What did the pilots say before crashing into the Twin Towers?
"We can't go over it, we can't go under it, we go through it!"
Did you hear about Paul Walker's rap?
Wrapped around that tree.
My dad died in the 9 11 attack he was a good pilot
My grandpa died in 9/11 he crashed a plane
What is red, green, lies in a ditch, and is covered in cookie crumbs?
...A girl scout that got hit by a car.
how did we know princess Diana had dandruff.. cos the police found her head and shoulders on the dash
Three nuns died in a car crash. They went up to heaven at the pearly gates. The gatekeeper said, "This really should not have happened, so I am going to send you back to earth as different people. Tell me who you want to be or look like." The first nun said, "I want to look like Madonna." Puff, you look like her now, but you can’t use her name. And sent her down to earth. The second one said, "I want to look like Marilyn Monroe." He then makes her look like her and sends her down to earth. The third nun said, "I want to look like Sarah Pipalini." The gatekeeper says to her, "Sarah Pipalini, who is that?" She gives the gatekeeper a newspaper article. He reads it, shakes his head no, and says, "It’s not Sarah Pipalini, it's Sahara pipeline laid by 500 men."

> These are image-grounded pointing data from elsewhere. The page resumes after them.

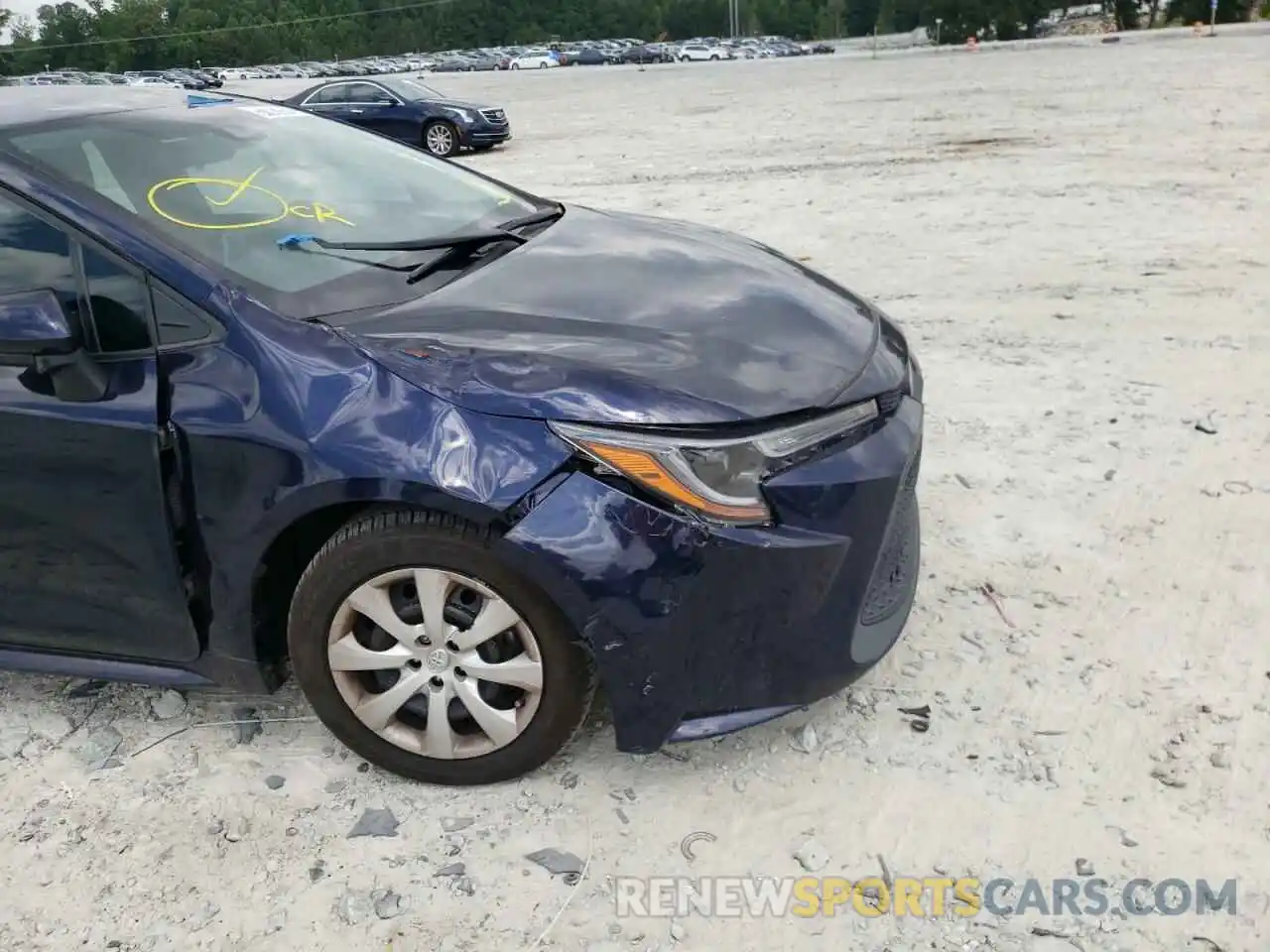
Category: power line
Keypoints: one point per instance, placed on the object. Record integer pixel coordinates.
(10, 48)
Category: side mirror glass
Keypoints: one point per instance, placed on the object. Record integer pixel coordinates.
(37, 333)
(32, 322)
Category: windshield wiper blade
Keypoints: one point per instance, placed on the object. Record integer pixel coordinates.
(434, 244)
(550, 213)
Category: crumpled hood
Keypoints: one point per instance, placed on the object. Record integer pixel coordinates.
(607, 317)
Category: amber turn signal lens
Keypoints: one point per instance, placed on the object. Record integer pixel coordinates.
(648, 471)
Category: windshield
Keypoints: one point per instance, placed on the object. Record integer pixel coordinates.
(409, 89)
(226, 181)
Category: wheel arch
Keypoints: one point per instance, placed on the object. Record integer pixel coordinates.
(295, 538)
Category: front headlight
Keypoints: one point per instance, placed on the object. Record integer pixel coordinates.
(715, 479)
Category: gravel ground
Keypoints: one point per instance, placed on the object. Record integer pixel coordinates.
(1079, 244)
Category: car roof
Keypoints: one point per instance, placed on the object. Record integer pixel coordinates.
(21, 105)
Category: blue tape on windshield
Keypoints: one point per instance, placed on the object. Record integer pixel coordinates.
(194, 102)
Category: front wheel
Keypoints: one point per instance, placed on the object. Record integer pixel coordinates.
(430, 657)
(441, 139)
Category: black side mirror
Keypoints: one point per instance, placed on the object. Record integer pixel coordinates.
(37, 334)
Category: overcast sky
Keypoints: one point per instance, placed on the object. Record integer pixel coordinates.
(23, 7)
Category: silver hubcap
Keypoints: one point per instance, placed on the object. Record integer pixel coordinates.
(436, 662)
(440, 139)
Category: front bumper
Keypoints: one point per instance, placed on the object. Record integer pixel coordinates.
(698, 630)
(484, 135)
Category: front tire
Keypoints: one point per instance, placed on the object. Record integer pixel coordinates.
(441, 139)
(430, 657)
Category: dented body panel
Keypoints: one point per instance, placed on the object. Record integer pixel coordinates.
(690, 622)
(282, 419)
(272, 424)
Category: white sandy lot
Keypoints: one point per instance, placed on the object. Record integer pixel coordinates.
(1079, 243)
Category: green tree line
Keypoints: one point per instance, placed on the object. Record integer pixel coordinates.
(136, 35)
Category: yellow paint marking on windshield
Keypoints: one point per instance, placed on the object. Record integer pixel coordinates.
(318, 212)
(278, 208)
(239, 190)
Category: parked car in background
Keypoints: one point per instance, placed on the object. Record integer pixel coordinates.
(409, 111)
(278, 395)
(164, 81)
(535, 60)
(645, 54)
(699, 53)
(452, 63)
(590, 56)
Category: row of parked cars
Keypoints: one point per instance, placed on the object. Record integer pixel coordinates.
(177, 77)
(589, 53)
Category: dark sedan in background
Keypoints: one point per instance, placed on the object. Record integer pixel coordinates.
(281, 397)
(409, 111)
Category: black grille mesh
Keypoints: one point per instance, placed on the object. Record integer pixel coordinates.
(889, 402)
(899, 552)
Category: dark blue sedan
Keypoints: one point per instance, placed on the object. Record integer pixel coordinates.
(409, 111)
(280, 397)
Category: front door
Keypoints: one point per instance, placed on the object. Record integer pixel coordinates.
(86, 555)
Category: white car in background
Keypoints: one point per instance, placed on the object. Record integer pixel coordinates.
(534, 60)
(701, 53)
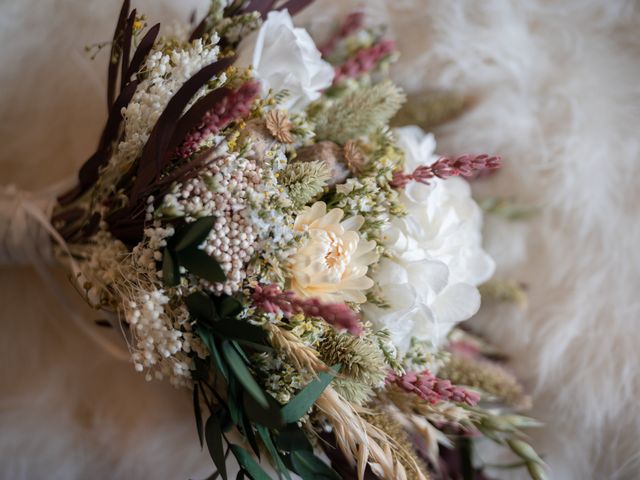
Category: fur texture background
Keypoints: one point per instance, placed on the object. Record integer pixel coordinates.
(557, 95)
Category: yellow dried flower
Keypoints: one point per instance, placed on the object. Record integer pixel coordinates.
(353, 156)
(278, 123)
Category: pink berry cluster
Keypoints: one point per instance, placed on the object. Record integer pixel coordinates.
(431, 388)
(234, 106)
(465, 165)
(273, 300)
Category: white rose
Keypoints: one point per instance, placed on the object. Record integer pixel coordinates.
(435, 259)
(286, 58)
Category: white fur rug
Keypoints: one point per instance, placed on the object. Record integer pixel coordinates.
(557, 94)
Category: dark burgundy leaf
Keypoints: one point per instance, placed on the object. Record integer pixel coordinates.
(90, 170)
(126, 49)
(129, 233)
(184, 172)
(91, 226)
(70, 195)
(69, 216)
(155, 149)
(115, 115)
(112, 73)
(146, 44)
(198, 32)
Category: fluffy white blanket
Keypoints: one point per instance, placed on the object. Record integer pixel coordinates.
(556, 88)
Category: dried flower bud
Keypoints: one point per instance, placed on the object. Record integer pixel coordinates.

I don't understand the plane crash at 9/11. My dad was a great pilot!
I don’t usually tell 911 jokes the usually crash and burn
Helicopter, helicopter, Kobe Bryant in my chopper, Sitting next to burning daughter, Lots of smoke and little laughter.
A bus full of nuns die in a car crash and end up at the pearly gates where Saint Peter greets them, "Hello sisters, welcome to heaven. Before you enter, I must ask you all a question." He asks the first nun, "Have you ever touched a penis?" Well, she said, "Just once, with the tip of my little finger." "Ok, dip it in the holy water and you can enter." He repeats the question to the second nun. Well, she says, "I might of held one once." "Ok," says St. Peter, "wash your hands in the holy water and you can enter." Just then, there's a commotion down the line. One nun is trying to push in front of another. St. Peter says, "Sister Susan, there is no rush, you will get in." "That's fine," she replies, "but if I have to gargle that stuff, I want to get in before Sister Mary sticks her arse in it."
Why did the child drop their icecream They got hit by a bus
What are the similarities of GTA V and 9/11? A plane can be stolen and crashed into a building by a bunch of terrorists.